Epilog Dadakan

433 92 24
                                    

"Ah, Ma'am, please! Katakan kalau ini hanya mimpi." Seorang anak berambut pirang nan ikal memelukku dengan erat disusul dengan beberapa anak yang lain.

"Yeah, Ma'am. Katakan kalau ini hanya gurauan saja," timpal seorang anak laki-laki lain.

"Ma'am tau? Kami hanya anak kecil yang akan sulit untuk berkunjung ke Indonesia sana. Kenapa kau harus kembali ke sana? Bukankah kau sangat diperlukan di sini?"

Suara anak murid menyeruak menghantam dada. Rasa hati ingin sekali tetap mengajarnya, bersama dengan mereka, dan melakukan hal-hal baik yang selalu mereka sukai. Namun, ternyata memang sudah waktunya untuk diriku kembali ke tanah air tercinta.

"Kalian tau? Besar nanti kalian bisa mengunjungiku ke sana. Kalian bisa melakukan hal-hal hebat di sana dengan catatan mulai sekarang tekunlah belajar!" Aku tersenyum sembari mengacungkan jempol ke arah anak-anak yang membuat napasku seakan tercekat.

"Ma'am, kau tahu tidak? Aku sering sekali belajar bahasa Indonesia lewat your blog. Nadir.Lespa. Betul, 'kan? Correct me if I'm wrong."

"That's right, pretty. Maybe, saya bisa membuat kelas belajar online jika kalian mau. Kita bisa melakukan meeting via aplikasi zoom or melakukan hal-hal yang kita lakukan dari jauh. Semua sudah serba canggih sekarang, 'kan?"

"Yes, Ma'am. Sepertinya itu akan sedikit membantu mengobati rasa rindu kami padamu nanti."

Aku terkekeh. "Tentu saja. Kalau begitu ..."

"Oh iya, Ma'am. Kalau kau punya pengalaman horor selama di sana, jangan lupa selalu berkabar pada kami seperti biasa, ya. Kami pasti akan selalu merindukan cerita horormu itu."

Mataku menyipit dengan senyum semringah. "Tentu saja, InsyaaAllah."

Tak butuh waktu lama lagi, sebuah mobil taxi menghampiriku. Pria dengan kaus kasual dan juga celana bermerk ternama berhasil tampil nyentrik di depan murid-muridku.

"Dira, ayo kita kembali ke Indonesia."

Kak Kenan yang memang ditugaskan oleh Papah untuk menjemputku pun akhirnya tiba. Semua pasang mata berbisik dan sempat sekilas kudengar bahwa lelaki itu menuai banyak pujian dari gadis-gadis remaja yang usianya masih terpaut usia setara SMP.

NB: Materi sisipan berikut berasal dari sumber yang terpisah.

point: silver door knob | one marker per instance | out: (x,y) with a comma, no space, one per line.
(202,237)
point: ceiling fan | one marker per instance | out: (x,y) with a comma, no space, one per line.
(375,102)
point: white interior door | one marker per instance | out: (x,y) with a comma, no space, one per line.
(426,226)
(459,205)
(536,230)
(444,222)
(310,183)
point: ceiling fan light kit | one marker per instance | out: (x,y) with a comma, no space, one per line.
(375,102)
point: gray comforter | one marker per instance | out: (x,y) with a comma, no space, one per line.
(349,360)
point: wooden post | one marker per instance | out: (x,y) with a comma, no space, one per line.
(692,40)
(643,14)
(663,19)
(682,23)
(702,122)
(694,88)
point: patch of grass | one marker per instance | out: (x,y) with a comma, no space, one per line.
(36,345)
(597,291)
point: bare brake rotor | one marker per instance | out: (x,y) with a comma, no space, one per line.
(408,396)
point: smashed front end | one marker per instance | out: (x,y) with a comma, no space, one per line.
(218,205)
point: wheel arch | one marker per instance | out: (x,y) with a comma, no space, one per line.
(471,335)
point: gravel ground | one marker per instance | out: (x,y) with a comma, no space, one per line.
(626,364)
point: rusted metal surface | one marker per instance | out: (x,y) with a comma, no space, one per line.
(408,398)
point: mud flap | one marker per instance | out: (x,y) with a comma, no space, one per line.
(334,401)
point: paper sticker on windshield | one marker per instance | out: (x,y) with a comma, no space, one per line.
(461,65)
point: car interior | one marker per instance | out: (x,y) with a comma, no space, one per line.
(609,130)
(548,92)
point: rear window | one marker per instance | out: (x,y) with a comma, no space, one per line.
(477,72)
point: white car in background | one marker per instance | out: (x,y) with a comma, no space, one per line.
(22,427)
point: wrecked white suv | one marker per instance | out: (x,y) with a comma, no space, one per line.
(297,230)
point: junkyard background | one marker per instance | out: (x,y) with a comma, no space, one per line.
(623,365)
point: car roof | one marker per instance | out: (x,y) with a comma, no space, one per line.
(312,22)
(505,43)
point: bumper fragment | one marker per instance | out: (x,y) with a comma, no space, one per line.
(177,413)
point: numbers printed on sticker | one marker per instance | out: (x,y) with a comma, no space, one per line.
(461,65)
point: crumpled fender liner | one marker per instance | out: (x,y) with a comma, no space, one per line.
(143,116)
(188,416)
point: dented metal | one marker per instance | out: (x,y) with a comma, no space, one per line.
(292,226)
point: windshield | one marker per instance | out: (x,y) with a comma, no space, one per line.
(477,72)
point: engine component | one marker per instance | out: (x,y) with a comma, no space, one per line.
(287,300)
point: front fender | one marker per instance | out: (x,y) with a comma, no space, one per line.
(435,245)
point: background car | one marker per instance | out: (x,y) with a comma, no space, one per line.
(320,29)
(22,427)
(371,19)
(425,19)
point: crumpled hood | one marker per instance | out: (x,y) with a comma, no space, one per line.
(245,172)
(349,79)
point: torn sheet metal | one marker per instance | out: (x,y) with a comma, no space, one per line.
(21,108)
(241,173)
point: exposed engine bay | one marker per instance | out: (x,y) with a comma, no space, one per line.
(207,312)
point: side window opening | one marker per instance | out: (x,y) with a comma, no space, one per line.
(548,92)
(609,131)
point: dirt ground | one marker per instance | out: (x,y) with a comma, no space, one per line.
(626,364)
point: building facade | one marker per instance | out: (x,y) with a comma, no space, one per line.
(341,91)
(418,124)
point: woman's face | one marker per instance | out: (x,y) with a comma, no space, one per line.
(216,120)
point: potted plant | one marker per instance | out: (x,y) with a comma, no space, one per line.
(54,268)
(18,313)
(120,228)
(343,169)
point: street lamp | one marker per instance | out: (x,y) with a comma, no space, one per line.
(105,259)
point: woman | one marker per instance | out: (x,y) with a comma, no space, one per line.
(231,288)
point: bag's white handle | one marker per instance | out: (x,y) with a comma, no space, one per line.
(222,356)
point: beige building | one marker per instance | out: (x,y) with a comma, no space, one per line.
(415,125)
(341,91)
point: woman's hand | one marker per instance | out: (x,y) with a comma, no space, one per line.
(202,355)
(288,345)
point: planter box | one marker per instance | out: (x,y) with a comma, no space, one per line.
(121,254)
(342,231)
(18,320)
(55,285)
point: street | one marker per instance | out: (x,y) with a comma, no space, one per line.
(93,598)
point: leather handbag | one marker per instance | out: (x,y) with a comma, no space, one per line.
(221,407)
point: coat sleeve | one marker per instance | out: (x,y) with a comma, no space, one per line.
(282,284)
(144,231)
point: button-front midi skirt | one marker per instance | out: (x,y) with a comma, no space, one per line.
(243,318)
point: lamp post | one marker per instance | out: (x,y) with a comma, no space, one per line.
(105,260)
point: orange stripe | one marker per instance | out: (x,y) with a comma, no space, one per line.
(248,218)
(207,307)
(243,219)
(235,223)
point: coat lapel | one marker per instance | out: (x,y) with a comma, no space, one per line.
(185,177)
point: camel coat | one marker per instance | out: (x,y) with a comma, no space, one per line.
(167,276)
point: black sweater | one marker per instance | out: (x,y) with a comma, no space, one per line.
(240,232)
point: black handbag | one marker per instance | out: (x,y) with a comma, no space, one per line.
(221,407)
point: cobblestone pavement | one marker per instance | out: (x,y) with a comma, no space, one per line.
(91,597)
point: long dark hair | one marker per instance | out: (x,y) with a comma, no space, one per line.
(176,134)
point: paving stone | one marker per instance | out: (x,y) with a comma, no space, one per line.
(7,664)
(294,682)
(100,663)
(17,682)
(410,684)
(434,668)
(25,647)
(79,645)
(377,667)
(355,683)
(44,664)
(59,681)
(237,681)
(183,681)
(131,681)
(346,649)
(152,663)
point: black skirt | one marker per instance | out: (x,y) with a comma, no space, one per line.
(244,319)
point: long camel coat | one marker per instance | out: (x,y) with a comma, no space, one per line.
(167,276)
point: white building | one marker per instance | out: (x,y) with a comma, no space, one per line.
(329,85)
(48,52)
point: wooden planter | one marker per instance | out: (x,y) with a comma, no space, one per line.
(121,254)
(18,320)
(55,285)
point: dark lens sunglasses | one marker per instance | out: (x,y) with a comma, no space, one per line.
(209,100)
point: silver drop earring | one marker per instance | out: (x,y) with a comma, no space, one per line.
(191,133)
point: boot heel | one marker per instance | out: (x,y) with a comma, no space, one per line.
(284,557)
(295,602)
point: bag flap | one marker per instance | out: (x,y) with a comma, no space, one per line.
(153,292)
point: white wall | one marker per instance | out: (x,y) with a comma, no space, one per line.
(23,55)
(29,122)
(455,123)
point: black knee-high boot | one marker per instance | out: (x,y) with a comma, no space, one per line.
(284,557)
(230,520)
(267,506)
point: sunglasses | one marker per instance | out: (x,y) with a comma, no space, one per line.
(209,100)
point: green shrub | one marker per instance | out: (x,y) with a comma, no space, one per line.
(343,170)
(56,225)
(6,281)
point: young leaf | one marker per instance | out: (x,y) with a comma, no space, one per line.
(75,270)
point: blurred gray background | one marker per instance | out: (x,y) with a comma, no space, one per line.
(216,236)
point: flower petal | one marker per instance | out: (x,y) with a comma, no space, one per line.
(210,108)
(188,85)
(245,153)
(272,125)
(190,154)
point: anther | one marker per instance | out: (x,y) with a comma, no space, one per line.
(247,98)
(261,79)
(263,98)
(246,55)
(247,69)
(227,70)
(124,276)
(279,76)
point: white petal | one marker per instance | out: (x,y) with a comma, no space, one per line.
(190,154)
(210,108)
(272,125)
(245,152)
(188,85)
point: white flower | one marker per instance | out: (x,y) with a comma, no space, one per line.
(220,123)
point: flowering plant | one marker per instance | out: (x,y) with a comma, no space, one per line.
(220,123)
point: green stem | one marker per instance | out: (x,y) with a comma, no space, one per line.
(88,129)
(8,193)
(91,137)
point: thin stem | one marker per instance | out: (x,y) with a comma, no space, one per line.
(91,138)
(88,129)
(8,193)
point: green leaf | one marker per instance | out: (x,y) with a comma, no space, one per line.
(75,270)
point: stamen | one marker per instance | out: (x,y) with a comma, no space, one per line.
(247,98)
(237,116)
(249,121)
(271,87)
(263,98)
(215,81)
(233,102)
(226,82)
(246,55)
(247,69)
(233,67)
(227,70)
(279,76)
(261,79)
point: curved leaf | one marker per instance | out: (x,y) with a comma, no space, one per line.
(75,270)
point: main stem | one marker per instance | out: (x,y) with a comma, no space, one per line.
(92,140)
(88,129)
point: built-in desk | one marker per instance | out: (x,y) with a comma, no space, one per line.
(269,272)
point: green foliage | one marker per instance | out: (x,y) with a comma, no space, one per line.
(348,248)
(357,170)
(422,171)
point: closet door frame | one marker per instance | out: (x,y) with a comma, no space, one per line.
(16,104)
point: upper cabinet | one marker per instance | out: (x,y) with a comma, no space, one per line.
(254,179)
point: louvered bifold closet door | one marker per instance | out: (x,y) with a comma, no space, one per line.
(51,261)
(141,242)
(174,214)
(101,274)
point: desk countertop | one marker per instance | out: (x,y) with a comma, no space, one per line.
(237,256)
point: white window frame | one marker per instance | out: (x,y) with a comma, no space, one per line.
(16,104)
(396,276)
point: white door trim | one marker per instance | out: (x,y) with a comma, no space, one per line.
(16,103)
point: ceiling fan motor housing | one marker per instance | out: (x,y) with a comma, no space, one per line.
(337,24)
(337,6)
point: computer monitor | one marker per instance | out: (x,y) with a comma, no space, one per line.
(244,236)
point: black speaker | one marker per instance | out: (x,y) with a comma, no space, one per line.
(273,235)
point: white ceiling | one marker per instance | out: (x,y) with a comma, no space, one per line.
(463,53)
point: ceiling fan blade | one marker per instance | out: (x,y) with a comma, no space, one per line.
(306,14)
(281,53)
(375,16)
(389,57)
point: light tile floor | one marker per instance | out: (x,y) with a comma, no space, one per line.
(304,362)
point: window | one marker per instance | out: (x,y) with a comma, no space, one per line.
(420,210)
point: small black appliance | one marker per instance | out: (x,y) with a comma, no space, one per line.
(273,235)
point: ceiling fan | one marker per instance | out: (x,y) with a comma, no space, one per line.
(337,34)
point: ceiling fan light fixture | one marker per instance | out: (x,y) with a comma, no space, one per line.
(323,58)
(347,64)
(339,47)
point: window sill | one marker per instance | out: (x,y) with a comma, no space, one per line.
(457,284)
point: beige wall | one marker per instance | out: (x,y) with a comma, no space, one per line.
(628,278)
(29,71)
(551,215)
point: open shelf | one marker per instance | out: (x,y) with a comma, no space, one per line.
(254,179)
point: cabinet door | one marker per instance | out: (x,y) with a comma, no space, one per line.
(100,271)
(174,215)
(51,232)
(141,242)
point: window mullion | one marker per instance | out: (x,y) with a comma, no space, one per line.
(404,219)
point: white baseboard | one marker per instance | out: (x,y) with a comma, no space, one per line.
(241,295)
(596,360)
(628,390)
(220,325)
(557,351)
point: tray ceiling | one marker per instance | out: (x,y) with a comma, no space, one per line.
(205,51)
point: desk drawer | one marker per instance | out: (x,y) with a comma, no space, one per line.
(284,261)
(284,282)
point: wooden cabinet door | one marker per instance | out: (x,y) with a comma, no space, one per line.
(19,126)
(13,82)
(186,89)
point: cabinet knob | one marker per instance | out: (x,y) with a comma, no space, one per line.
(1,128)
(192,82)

"Saya kembali dulu, ya. Jaga diri kalian baik-baik dan selalu sebar kebaikan-kebaikan, ya!"

"Yes, Ma'am! Pasti!"

Semua tangan melambai-lambai ke arahku. Tangis haru terus mengiringi perpisahan ini. Kak Kenan berusaha memayungiku lantaran gerimis yang masih hadir akibat hujan besar sejak dua jam yang lalu.

"Kami akan selalu mengingatmu, Ma'am!"

Aku mengangguk penuh haru dari dalam mobil seraya melambaikan tangan sebelum akhirnya mobil melaju menerobos jalanan yang basah dengan matahari yang malu-malu untuk timbul.

Ya. Sesuai janjiku pada mamah dua tahun yang lalu, kini aku harus kembali ke Indonesia. Dan beruntungnya tabunganku sudah cukup bahkan amat lebih dari cukup untuk membangun sesuatu yang menjanjikan di tanah kelahiranku itu.

Siluet kehangatan kembali terbayang di kepala. Aku benar-benar merindukan kehangatan rumah setelah menjalani tiga tahun dalam kesendirian di negeri orang. Mulutku tak henti-henti membuatku hampir seperti orang gila. Ya! Tersenyum dengan sendirinya.

Fokusku saat ini adalah dua tahun ke depan merintis karir. Kemudian mencari pasangan hidup meski sampai saat ini hilalnya belum juga terlihat.